So, is it reasonable that if 15 minutes every 2 weeks is too much, that say 10 minutes every 2 weeks would be sufficient to release smaller amounts of plaque(up to 7 years later), which would in fact extend the life span of the practioners? Or would this be too hard to attribute to manipulating pressure points almost a decade earlier?

What studies have you done that provide any kind of conclusive information that pressure point manipulation can cause death UP TO 7 years later? Or is that just speculation?


----------



## Eazy (Sep 13, 2010)

You got it yep its from the same martial art you do. Ninjutsu out of one of there books im lead to believe.


----------



## Chris Parker (Sep 13, 2010)

Yeah, trust me, I'm going to recognise our terminology. As said though, the points are rather useless without the requisite training that goes along with it, for the most part. For instance, what can you tell me about jakkin, exactly where it is, how it is best approached etc? Or hoshi ita? Or in, which is given a different name in your list, by the way....

My point is that learning the points for interests sake is fine, but it is not to be confused with actually learning the points properly.

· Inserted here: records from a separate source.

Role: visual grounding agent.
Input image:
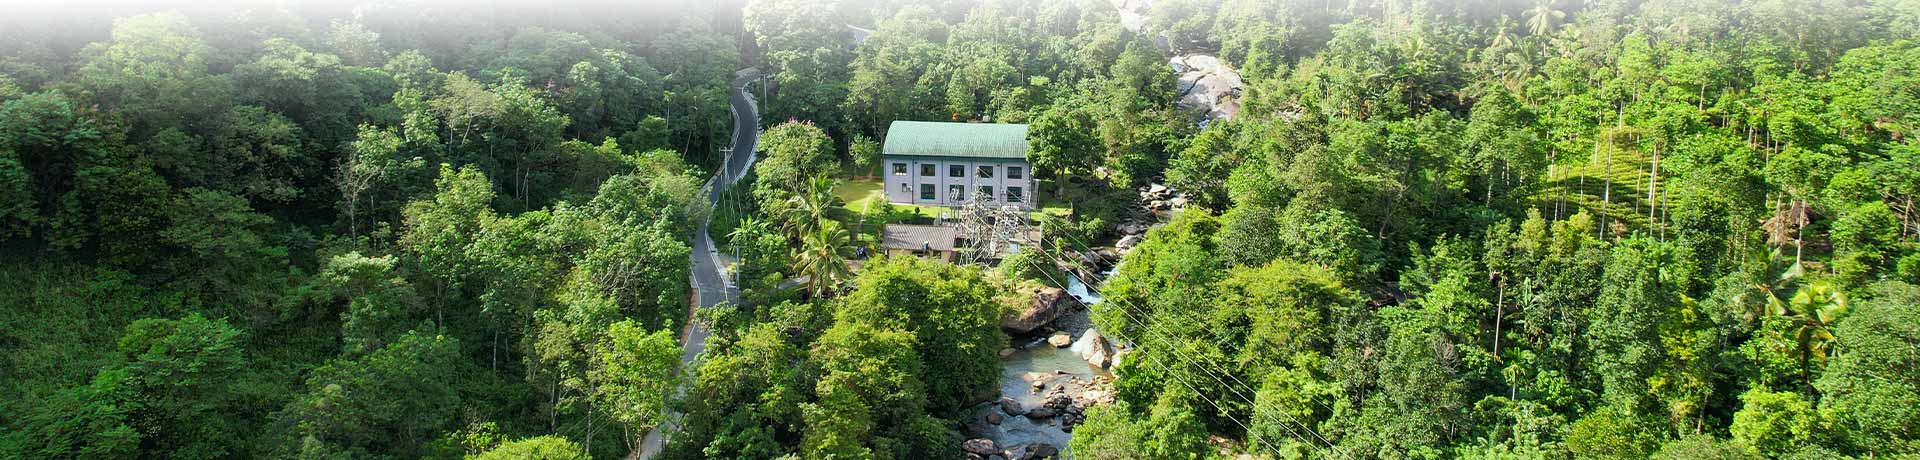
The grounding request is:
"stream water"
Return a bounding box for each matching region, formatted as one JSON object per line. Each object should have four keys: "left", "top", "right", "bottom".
{"left": 970, "top": 272, "right": 1115, "bottom": 452}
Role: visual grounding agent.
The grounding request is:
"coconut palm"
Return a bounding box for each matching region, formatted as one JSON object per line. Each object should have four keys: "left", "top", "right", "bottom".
{"left": 1733, "top": 247, "right": 1803, "bottom": 324}
{"left": 780, "top": 175, "right": 839, "bottom": 239}
{"left": 1779, "top": 279, "right": 1848, "bottom": 390}
{"left": 792, "top": 220, "right": 854, "bottom": 298}
{"left": 1525, "top": 1, "right": 1564, "bottom": 37}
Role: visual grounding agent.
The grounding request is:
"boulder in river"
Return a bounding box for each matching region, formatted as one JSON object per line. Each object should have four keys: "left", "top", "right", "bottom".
{"left": 998, "top": 397, "right": 1025, "bottom": 415}
{"left": 1069, "top": 329, "right": 1113, "bottom": 368}
{"left": 1002, "top": 287, "right": 1068, "bottom": 334}
{"left": 1027, "top": 443, "right": 1060, "bottom": 459}
{"left": 1052, "top": 329, "right": 1082, "bottom": 348}
{"left": 963, "top": 438, "right": 998, "bottom": 456}
{"left": 1047, "top": 332, "right": 1073, "bottom": 348}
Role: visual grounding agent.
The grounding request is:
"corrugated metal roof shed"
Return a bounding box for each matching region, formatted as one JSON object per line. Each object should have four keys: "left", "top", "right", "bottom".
{"left": 881, "top": 224, "right": 958, "bottom": 251}
{"left": 882, "top": 121, "right": 1029, "bottom": 160}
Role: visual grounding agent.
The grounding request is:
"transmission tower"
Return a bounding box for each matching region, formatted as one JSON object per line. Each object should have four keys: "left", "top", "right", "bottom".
{"left": 955, "top": 191, "right": 1033, "bottom": 265}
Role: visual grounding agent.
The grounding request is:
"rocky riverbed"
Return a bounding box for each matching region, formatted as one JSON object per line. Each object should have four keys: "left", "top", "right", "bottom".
{"left": 965, "top": 292, "right": 1122, "bottom": 459}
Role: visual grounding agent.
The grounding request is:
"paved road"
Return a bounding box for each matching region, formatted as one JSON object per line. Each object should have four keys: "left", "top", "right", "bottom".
{"left": 633, "top": 67, "right": 760, "bottom": 460}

So while you may have a list, it's like having a book listing ingrediants for a cake without the recipe or a kitchen.


----------



## Eazy (Sep 13, 2010)

I agree and its a bit of a mud map, I would try anything like that till trained but its interesting to touch around those areas on my self and feel the sensation of discomfort and realise the likleyhood of serious impact.
I had a good flick off youtube these two blokes fight on the street for real and one guy hit the other on the side of the neck with a forearm and that guy was shaking on the ground like electricity going through him. everyone just standing around doing nothing.
I think learning how to reverse it before applying it is the key. The after massage is critical even if you don't like the attacker.


----------



## Eazy (Sep 13, 2010)

I found it, check this out. 
This guy drops the other and before the other bloke hits the ground he punches him in the head back onto his feet then the next erious knock is towars the end when the drops hin with a forearm across the neck the guy hits the deck and is in a kind of fit.
Its a serious Knock out and well caught on flim.
http://www.youtube.com/watch?v=-SiUA0w2jrE&feature=related


----------



## Brian R. VanCise (Sep 13, 2010)

It would be fascinating to see the research that went into this! (ie. the 7 year claim)


----------



## Brian R. VanCise (Sep 13, 2010)

*Pressure Nerve Points* as we call them in IRT can be effective and a method of knocking out an attacker, stunning or inflicting non lasting pain.  They do work well some of the time but of course each individual and violent encounter is different.  PNP's should be utilized within a structure where they are not the only thing that could happen. Take the following clip where I could affect the Hypoglossal as well as the Brachial Plexus (Neck).

[yt]_6od5XciSq8[/yt]

*The above* could just as easily affect the jaw on both sides skip the PNP's and affect a knockout or structural damage.  I could easily do the above from a boxing mode where I do a cover parry folowed by an uppercut or a hook!  With PNP's they should work in conjunction with your movement and with striking, trapping, locking, grappling, etc.  They can be utilized with body tools or by man made tools.  They also should work in conjunction with vital points.  Professionally I have used them a few times with good effects.  I have also known people to not have good results as well.  Bottom line is you should not build your personal protection house around them but have them there to help or augment if needed *but not the foundation!*  No magic just good body mechanics!!!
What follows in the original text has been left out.